Ziarah Bersama ke Kuburan Tulang Jio
Siang harinya, setelah dari tempat Tulang Iren, kami semua akhirnya tiba di Kuburan Tulang Jio di daerah Kalimulya, Depok. Kuburan Tulang sudah banyak berubah (bandingkan dengan kunjungan kami di tahun 2014 kemarin di sini). Termasuk juga bapak yang menjaga kuburan itu ternyata sudah meninggal dan hanya menyisakan sang istri bersama dengan anaknya untuk menjaga kuburan ini.
Tulang Jio meninggal pada 1 Juli 2007 atau hampir tujuh tahun yang lalu. Mengenang kembali kebaikan dari orang yang kita kasihi apalagi di momen besar seperti Natal tahun ini rasanya amat pas. Apalagi Bapatua Friska juga sempat membawakan sedikit Firman bahwa kelak kita juga akan meninggalkan dunia. Dunia yang kita tinggali sekarang ini hanyalah sementara. Kelak juga nanti kita akan meningglakan dunia yang fana dan berdampingan di sorga yang baka. Ada surga yang menjadi tempat perhentian kita bersama dengan Allah.
Ndang na tarpasiding be anggo hamatean i.
Ingkon do dibolus be, di na lao tu surgo i.
Sihirimon ni rohanta, hangoluan sogot i.
Tau pangapul di rohanta. Angka na porsea i.

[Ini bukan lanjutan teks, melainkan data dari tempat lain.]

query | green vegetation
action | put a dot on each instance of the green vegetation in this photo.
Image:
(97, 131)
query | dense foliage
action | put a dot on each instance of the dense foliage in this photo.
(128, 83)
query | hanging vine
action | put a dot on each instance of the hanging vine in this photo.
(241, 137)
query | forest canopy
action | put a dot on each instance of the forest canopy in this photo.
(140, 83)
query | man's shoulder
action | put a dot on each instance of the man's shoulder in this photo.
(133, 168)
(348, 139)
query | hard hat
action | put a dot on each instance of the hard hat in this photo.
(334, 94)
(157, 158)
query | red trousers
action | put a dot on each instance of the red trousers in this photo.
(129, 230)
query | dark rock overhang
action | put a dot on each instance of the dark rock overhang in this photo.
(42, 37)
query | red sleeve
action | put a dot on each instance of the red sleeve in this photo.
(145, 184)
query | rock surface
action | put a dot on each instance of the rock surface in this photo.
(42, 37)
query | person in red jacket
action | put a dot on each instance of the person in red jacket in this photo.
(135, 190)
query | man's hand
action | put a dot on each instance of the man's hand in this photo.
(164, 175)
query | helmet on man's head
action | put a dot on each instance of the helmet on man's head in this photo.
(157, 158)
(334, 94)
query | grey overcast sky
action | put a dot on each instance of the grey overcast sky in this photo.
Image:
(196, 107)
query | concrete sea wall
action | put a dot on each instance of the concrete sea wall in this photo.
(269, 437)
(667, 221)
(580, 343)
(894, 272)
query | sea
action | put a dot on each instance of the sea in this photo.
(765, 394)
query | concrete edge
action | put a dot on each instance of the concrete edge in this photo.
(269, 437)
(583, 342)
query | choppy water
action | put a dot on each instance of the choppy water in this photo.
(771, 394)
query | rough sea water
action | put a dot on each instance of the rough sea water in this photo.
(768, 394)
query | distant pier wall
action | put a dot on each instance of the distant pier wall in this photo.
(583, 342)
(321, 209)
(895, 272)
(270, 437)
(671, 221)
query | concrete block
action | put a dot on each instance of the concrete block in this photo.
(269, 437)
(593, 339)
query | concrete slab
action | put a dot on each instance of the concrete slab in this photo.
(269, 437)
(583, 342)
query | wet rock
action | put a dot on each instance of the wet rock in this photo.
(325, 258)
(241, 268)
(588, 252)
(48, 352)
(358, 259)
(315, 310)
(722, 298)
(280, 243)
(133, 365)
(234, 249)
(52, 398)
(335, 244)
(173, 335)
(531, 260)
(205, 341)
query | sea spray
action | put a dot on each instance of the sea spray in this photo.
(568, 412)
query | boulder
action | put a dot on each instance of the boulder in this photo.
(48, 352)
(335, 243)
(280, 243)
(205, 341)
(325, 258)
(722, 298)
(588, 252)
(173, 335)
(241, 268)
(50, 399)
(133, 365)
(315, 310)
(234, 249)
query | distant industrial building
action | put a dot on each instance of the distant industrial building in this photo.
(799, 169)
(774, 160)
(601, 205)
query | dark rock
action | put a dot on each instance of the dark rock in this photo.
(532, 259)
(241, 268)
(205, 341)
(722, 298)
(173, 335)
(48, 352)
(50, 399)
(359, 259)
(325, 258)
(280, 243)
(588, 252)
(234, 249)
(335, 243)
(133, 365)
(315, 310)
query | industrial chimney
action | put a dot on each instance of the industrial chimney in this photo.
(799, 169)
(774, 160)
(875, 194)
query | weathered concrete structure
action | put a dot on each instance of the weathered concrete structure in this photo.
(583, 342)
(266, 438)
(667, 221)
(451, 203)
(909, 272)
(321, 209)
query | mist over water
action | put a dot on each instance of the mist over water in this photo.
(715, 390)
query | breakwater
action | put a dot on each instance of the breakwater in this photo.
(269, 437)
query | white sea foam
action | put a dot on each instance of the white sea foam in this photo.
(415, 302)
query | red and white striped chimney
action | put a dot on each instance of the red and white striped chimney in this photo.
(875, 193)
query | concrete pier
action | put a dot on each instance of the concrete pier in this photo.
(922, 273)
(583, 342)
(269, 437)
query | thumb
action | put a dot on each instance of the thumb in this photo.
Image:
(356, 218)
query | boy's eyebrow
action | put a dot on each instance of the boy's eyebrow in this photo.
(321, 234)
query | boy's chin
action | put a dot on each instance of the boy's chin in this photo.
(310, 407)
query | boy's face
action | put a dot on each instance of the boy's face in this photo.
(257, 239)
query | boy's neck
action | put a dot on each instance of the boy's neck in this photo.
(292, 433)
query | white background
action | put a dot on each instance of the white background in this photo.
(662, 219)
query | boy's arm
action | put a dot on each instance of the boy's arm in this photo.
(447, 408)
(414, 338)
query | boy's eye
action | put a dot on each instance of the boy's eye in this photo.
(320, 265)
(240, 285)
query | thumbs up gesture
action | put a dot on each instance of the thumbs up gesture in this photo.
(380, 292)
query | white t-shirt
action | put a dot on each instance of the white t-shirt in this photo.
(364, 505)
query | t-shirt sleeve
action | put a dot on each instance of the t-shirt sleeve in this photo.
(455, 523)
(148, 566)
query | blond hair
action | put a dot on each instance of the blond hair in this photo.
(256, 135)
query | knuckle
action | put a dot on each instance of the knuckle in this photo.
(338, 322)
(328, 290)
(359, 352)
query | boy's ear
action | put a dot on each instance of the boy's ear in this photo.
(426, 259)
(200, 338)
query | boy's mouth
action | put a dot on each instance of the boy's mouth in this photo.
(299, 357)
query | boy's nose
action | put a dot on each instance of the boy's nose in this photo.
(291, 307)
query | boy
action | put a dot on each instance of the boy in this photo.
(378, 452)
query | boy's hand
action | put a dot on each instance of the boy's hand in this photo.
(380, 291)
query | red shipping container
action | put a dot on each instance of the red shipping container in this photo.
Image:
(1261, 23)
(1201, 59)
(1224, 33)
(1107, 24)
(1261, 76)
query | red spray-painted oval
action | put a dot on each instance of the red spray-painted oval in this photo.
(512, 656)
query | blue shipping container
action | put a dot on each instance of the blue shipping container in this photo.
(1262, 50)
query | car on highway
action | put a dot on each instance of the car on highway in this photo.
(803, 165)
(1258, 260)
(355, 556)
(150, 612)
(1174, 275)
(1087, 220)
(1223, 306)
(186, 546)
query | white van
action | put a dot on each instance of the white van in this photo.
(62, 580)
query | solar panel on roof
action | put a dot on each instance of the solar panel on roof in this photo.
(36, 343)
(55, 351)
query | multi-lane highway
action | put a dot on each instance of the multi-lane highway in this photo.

Unang marsak hita be naung mananda Jesus i;
Ai inganan na rade dapot ho di surgo i.
Tatadingkon pe luhutna. Na diatas tano on;
Dapotonta di lambungNa hasonangan na tongtong.
Tidak dapat dicegah kematian dan ajal
Hanya itu sajalah jalan sorga yang baka
Akhir pengharapan kita kehidupan yang baka
Yang menjadi penghiburan bagi orang beriman
Yang mengikut penebus jangan lagi mengeluh
Sudah siap bagimu, sorga, rumah yang teduh
Kita akan meninggalkan alam kita yang fana
Nanti kita berdampingan, dalam sorga yang baka
(BE No. 520, dan terjemahan Buku Ende HKBP)
Setelah berkunjung dan mengambil beberapa foto di sana, kami pun memutuskan untuk mampir di rumah Tulang Jio di jalan Durian No 33. Kami sempat berbincang bersama Nantulang Jio dan Nandus sambil menikmati kue dan minum air kelapa yang dibeli mamatua. Kami juga menikmati rambutan yang kebetulan sedang berbuah.